After realizing that word genre affected the time frames that words were glossed, I went through each of the 190 words in this study and categorized them according to their definitions in the OED. If the OED mentioned that a word came from Italian, for example, then I classified it under the “foreign word” category. There were, of course, some words that did not fit into the main six categories that I was looking at (science, foreign words, words with suffixes, compound words, industry words, and plants and animals). These words were most often slang and/or fashion words, and were put into the “other” category. Once I found the word categories, I compared the median time frames of each category against the varying genres (see Figure 2 below). The medians matched the trends I saw in the raw data. Suffixed words, as well as compound words, were not defined over 50% of the time, meaning that their median was zero years needed to drop a gloss.

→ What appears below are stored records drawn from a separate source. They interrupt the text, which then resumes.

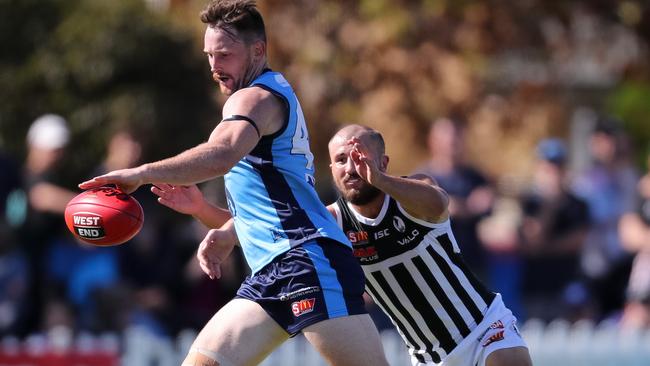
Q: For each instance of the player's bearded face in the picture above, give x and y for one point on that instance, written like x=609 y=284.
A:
x=351 y=186
x=230 y=60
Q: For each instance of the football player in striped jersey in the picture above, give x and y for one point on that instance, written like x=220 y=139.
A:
x=400 y=233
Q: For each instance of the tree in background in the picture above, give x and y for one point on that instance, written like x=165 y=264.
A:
x=105 y=66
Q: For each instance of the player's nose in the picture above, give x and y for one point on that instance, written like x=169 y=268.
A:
x=349 y=167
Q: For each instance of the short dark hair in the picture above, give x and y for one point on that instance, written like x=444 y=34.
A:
x=240 y=16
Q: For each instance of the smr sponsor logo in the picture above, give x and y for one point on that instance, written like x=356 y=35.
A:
x=303 y=306
x=300 y=292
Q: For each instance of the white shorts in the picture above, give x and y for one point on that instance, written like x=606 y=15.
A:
x=498 y=330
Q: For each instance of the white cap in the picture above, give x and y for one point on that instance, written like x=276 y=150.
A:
x=49 y=132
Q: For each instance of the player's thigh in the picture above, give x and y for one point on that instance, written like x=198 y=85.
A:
x=351 y=340
x=514 y=356
x=240 y=333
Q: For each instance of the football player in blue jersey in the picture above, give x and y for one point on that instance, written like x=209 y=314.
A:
x=304 y=278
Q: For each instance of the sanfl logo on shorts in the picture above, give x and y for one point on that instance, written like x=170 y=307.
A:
x=498 y=336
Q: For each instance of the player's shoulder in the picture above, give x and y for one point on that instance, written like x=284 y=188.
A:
x=253 y=97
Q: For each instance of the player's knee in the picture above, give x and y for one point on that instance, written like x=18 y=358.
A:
x=198 y=358
x=515 y=356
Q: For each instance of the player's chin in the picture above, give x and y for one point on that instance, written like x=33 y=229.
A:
x=225 y=90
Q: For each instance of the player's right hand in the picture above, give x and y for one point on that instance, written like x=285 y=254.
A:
x=184 y=199
x=214 y=250
x=128 y=180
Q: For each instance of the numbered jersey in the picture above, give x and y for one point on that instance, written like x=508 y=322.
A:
x=415 y=273
x=271 y=191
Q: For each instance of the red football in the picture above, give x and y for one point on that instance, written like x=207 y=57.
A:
x=104 y=216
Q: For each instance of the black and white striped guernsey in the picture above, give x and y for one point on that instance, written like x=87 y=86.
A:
x=415 y=273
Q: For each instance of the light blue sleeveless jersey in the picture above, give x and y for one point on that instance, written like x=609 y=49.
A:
x=271 y=191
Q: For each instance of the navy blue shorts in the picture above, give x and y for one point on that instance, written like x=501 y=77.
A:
x=315 y=281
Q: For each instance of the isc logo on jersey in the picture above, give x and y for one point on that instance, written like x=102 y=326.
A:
x=303 y=306
x=357 y=237
x=88 y=226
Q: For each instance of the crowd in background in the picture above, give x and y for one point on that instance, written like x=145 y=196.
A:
x=549 y=204
x=562 y=246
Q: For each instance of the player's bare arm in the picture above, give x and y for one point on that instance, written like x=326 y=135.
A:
x=418 y=194
x=189 y=200
x=229 y=142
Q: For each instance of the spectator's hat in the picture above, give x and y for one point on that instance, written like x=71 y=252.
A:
x=552 y=150
x=49 y=132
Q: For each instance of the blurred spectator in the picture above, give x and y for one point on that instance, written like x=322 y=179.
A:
x=14 y=270
x=46 y=200
x=143 y=266
x=608 y=187
x=552 y=233
x=498 y=233
x=635 y=236
x=470 y=194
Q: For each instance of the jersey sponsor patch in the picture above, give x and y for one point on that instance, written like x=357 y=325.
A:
x=303 y=306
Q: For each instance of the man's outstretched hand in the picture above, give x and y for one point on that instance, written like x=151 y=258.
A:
x=184 y=199
x=128 y=180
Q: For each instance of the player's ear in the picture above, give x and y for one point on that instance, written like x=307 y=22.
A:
x=384 y=163
x=259 y=49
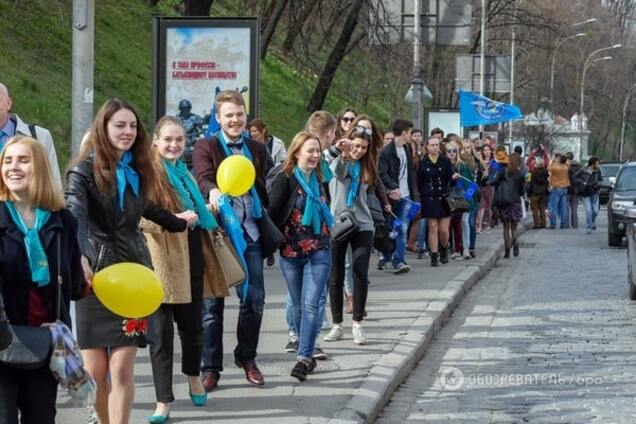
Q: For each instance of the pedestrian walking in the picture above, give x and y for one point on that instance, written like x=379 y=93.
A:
x=298 y=207
x=114 y=176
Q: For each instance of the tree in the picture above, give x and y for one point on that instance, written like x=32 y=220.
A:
x=335 y=57
x=272 y=22
x=197 y=7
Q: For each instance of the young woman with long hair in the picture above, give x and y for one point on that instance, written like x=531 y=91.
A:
x=34 y=228
x=434 y=176
x=355 y=172
x=487 y=191
x=110 y=186
x=178 y=261
x=298 y=207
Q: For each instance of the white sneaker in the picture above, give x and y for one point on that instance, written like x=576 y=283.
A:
x=358 y=334
x=336 y=333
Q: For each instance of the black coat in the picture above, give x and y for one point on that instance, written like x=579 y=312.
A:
x=106 y=234
x=15 y=274
x=389 y=169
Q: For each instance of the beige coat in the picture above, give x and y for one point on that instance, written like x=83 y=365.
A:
x=171 y=260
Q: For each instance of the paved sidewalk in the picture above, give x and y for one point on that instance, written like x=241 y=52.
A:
x=354 y=383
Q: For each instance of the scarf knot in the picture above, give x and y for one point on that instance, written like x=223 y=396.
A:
x=316 y=210
x=126 y=174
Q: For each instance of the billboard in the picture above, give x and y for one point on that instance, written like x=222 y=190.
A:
x=195 y=58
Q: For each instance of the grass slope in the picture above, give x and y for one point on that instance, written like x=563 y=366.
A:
x=36 y=67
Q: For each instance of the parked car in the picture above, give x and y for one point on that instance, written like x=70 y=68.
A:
x=608 y=172
x=630 y=215
x=622 y=197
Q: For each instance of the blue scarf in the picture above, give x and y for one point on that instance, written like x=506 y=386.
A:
x=258 y=209
x=353 y=171
x=38 y=262
x=126 y=174
x=182 y=181
x=316 y=210
x=327 y=175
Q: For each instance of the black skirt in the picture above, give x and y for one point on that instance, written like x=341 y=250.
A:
x=435 y=207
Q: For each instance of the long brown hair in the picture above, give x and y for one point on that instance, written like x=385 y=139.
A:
x=105 y=154
x=43 y=191
x=297 y=143
x=169 y=200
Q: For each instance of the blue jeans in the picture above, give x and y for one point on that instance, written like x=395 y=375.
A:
x=472 y=222
x=401 y=212
x=591 y=205
x=306 y=294
x=558 y=205
x=248 y=328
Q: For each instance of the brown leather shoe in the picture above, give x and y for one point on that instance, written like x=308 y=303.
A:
x=210 y=380
x=252 y=373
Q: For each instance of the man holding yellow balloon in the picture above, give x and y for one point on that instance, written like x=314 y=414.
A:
x=248 y=201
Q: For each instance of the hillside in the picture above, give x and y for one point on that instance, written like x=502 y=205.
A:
x=36 y=67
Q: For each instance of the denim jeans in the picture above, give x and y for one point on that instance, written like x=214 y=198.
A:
x=472 y=222
x=306 y=294
x=558 y=205
x=401 y=212
x=248 y=328
x=591 y=205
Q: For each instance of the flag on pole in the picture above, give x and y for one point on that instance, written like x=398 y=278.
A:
x=480 y=110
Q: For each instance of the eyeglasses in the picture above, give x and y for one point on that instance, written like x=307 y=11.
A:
x=363 y=130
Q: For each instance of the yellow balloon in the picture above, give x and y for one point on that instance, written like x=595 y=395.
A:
x=235 y=175
x=128 y=289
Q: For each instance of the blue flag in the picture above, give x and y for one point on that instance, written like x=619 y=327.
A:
x=480 y=110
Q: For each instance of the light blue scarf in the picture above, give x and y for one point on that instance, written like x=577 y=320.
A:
x=258 y=209
x=182 y=181
x=126 y=174
x=353 y=170
x=316 y=210
x=38 y=262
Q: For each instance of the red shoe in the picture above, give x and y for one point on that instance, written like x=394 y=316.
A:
x=252 y=373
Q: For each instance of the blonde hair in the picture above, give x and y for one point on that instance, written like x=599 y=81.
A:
x=43 y=191
x=297 y=143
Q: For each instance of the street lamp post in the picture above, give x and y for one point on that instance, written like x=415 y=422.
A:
x=585 y=67
x=627 y=99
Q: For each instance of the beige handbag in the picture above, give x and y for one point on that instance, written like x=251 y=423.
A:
x=222 y=267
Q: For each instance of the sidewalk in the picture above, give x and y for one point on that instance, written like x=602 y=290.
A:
x=354 y=383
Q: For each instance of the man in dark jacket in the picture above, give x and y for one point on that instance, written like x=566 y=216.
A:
x=397 y=173
x=206 y=158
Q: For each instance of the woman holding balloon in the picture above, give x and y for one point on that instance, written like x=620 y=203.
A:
x=178 y=260
x=298 y=207
x=109 y=187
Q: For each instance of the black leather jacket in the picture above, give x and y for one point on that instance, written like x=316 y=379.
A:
x=106 y=234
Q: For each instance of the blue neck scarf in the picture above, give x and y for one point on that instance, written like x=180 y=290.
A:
x=256 y=200
x=38 y=262
x=353 y=170
x=126 y=175
x=316 y=210
x=327 y=175
x=182 y=181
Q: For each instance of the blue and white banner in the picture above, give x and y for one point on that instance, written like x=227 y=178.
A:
x=480 y=110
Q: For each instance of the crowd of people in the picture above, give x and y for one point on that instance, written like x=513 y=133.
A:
x=340 y=191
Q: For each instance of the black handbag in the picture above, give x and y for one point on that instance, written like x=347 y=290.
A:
x=345 y=224
x=31 y=346
x=271 y=237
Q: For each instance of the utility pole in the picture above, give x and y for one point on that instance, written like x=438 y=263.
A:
x=82 y=73
x=416 y=84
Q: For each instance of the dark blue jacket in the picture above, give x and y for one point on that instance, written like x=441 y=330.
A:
x=15 y=275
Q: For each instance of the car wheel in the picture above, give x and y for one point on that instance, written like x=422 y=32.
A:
x=613 y=239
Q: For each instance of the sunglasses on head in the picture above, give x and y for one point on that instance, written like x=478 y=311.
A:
x=363 y=130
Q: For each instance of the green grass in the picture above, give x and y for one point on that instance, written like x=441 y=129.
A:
x=36 y=67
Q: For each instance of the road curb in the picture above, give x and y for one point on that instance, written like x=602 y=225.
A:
x=392 y=368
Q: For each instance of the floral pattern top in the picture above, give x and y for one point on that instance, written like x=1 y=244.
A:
x=300 y=240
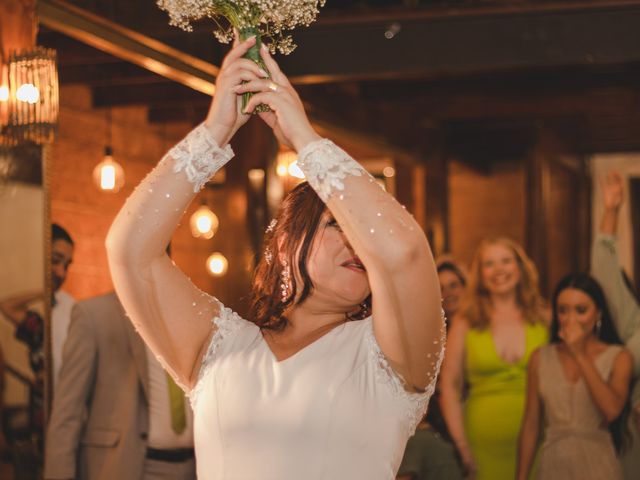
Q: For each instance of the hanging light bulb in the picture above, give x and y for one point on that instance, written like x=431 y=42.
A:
x=217 y=264
x=28 y=93
x=204 y=223
x=295 y=171
x=108 y=174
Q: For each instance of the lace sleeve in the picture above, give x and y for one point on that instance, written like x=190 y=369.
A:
x=199 y=155
x=227 y=324
x=171 y=314
x=325 y=166
x=415 y=402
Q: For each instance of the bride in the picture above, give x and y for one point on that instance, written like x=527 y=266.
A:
x=333 y=369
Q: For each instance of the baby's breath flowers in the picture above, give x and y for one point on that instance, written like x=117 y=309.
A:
x=263 y=18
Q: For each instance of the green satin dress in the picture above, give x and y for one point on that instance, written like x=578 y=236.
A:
x=496 y=400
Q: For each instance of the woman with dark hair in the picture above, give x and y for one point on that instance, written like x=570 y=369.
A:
x=580 y=384
x=302 y=389
x=452 y=283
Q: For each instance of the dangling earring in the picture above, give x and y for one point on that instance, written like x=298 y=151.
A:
x=285 y=281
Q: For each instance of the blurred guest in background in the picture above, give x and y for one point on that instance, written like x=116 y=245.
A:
x=623 y=304
x=502 y=320
x=579 y=385
x=452 y=282
x=116 y=414
x=430 y=453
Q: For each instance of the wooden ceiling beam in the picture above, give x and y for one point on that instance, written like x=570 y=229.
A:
x=128 y=45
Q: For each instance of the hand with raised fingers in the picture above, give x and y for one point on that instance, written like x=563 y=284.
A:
x=287 y=117
x=574 y=336
x=224 y=118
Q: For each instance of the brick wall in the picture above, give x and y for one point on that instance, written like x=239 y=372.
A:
x=87 y=213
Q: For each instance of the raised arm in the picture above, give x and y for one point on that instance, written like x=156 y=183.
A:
x=530 y=429
x=605 y=268
x=393 y=248
x=171 y=314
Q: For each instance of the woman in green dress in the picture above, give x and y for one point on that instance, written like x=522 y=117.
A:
x=502 y=321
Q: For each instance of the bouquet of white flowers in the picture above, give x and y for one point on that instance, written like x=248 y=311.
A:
x=268 y=18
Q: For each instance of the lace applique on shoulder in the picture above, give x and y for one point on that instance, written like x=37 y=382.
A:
x=227 y=324
x=416 y=402
x=200 y=156
x=325 y=166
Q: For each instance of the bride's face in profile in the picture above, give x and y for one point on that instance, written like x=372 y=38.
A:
x=338 y=275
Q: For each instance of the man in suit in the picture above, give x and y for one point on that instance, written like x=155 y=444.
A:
x=116 y=414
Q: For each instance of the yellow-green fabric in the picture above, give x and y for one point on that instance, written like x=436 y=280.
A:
x=496 y=400
x=176 y=403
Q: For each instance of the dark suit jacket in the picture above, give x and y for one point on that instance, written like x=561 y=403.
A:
x=99 y=423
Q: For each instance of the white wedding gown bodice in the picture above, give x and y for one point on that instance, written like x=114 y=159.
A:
x=333 y=411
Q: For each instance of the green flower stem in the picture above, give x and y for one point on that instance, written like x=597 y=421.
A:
x=253 y=54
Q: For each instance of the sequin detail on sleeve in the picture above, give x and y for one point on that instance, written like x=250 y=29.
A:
x=200 y=156
x=227 y=324
x=325 y=167
x=416 y=403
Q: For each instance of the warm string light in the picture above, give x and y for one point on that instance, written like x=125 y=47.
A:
x=204 y=223
x=108 y=175
x=30 y=98
x=217 y=264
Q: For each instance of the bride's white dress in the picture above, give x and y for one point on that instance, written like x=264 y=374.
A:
x=334 y=410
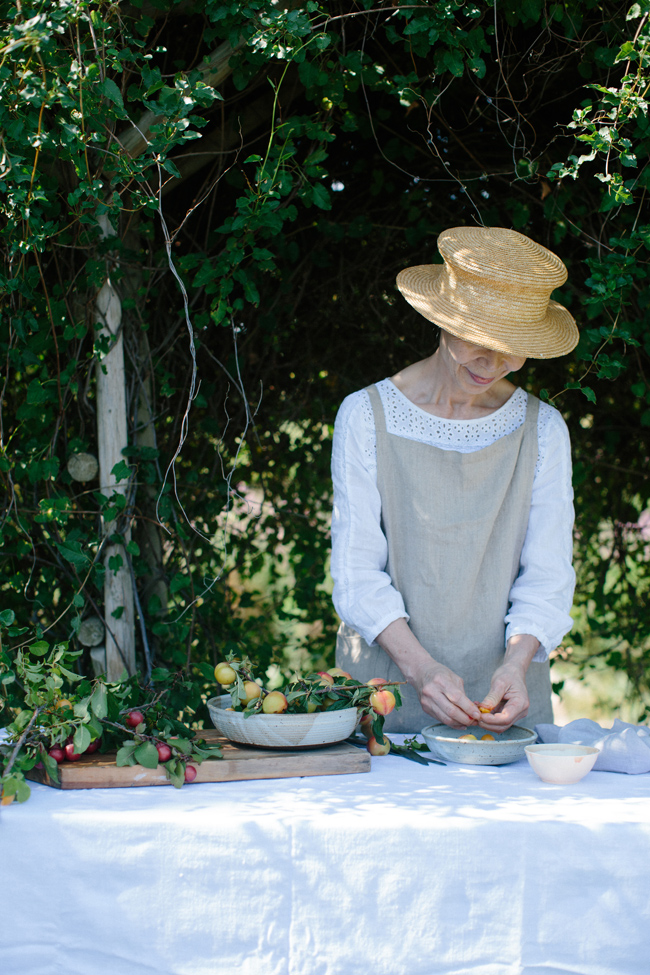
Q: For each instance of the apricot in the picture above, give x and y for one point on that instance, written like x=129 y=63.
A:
x=252 y=691
x=382 y=702
x=164 y=751
x=366 y=725
x=482 y=708
x=274 y=703
x=224 y=673
x=375 y=748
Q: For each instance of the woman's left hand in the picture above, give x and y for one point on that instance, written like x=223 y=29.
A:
x=508 y=695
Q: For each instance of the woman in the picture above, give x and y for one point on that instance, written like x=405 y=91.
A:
x=453 y=516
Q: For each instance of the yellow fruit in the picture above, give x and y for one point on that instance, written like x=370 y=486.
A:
x=382 y=702
x=251 y=690
x=375 y=748
x=224 y=673
x=275 y=703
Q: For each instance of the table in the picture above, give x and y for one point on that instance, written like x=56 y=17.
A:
x=407 y=870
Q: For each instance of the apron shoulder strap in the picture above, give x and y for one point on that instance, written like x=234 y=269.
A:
x=377 y=409
x=532 y=410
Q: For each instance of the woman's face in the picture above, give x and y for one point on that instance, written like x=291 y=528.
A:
x=473 y=367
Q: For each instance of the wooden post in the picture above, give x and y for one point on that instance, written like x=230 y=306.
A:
x=112 y=437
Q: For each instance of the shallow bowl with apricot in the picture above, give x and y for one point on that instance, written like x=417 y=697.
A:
x=477 y=747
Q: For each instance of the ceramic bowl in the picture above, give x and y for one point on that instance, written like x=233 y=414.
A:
x=282 y=730
x=507 y=747
x=561 y=764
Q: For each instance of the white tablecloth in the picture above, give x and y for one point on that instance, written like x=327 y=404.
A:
x=404 y=871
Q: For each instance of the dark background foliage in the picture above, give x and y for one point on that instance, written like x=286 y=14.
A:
x=326 y=150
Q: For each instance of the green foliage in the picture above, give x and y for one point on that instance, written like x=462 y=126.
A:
x=278 y=164
x=45 y=703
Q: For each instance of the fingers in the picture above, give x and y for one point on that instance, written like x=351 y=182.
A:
x=446 y=701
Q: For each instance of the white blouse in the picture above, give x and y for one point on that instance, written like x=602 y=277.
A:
x=364 y=597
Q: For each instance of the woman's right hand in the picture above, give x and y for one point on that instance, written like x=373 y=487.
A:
x=442 y=695
x=441 y=691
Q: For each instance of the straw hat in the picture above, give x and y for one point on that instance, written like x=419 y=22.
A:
x=494 y=291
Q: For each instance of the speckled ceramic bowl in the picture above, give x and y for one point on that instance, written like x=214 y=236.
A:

Plants and animals took the longest time to drop their glosses, followed by foreign words and then science words.
As an editing minor, I hoped through this study to be able to find a generic average amount of years a publisher could safely include a gloss for new words in the language. However, the time period for each decade fluctuated quite a bit, with no real trends occurring in the data. After researching almost two hundred randomized words, I found that the average amount of time a word took to lose its gloss in the publishing tradition was 21.54 years. However, this average does not take into account word type, register, or publication genre, and these three factors were found to significantly affect whether the word appeared with a gloss or not. Having a rule about glosses for all genres and word types would oversimplify the process of deciding whether or not to include a gloss in the publication. Further research into specific genres might yield more concrete guidelines for gloss inclusion.
The implications of this study are far-reaching when the results are applied to dictionaries. Because there are significant differences between genre, word type, and register, dictionaries should carefully consider the types of words that they define. From the data, it would make sense to have specialized dictionaries according to word genre. This already is in practice, with science and chemical dictionaries leading the way. However, dictionaries for fashion words or other words that tend to enter and leave the language quickly might need to have their own dictionaries as well.
Figure 1 – Graph of the Average and Median by Decade
Figure 2 – Comparison of Medians by Word Category
1 The following are examples of words that appeared with glosses. All examples are taken from the Googlebooks corpus, accessed 14 June 2012: Relative clause: “Mecillinam, which is a non-acylamino derivative of 6-aminopenicillanic acid.”; and “Or” phrase: “The author of the Rasakollola, Din Krishna Das, was a Vaishnava or quasi-religious idler at the great temple of Jagganth at Puri.” Other glosses found in this research included appositions, charts, diagrams, footnotes, pictures, etc.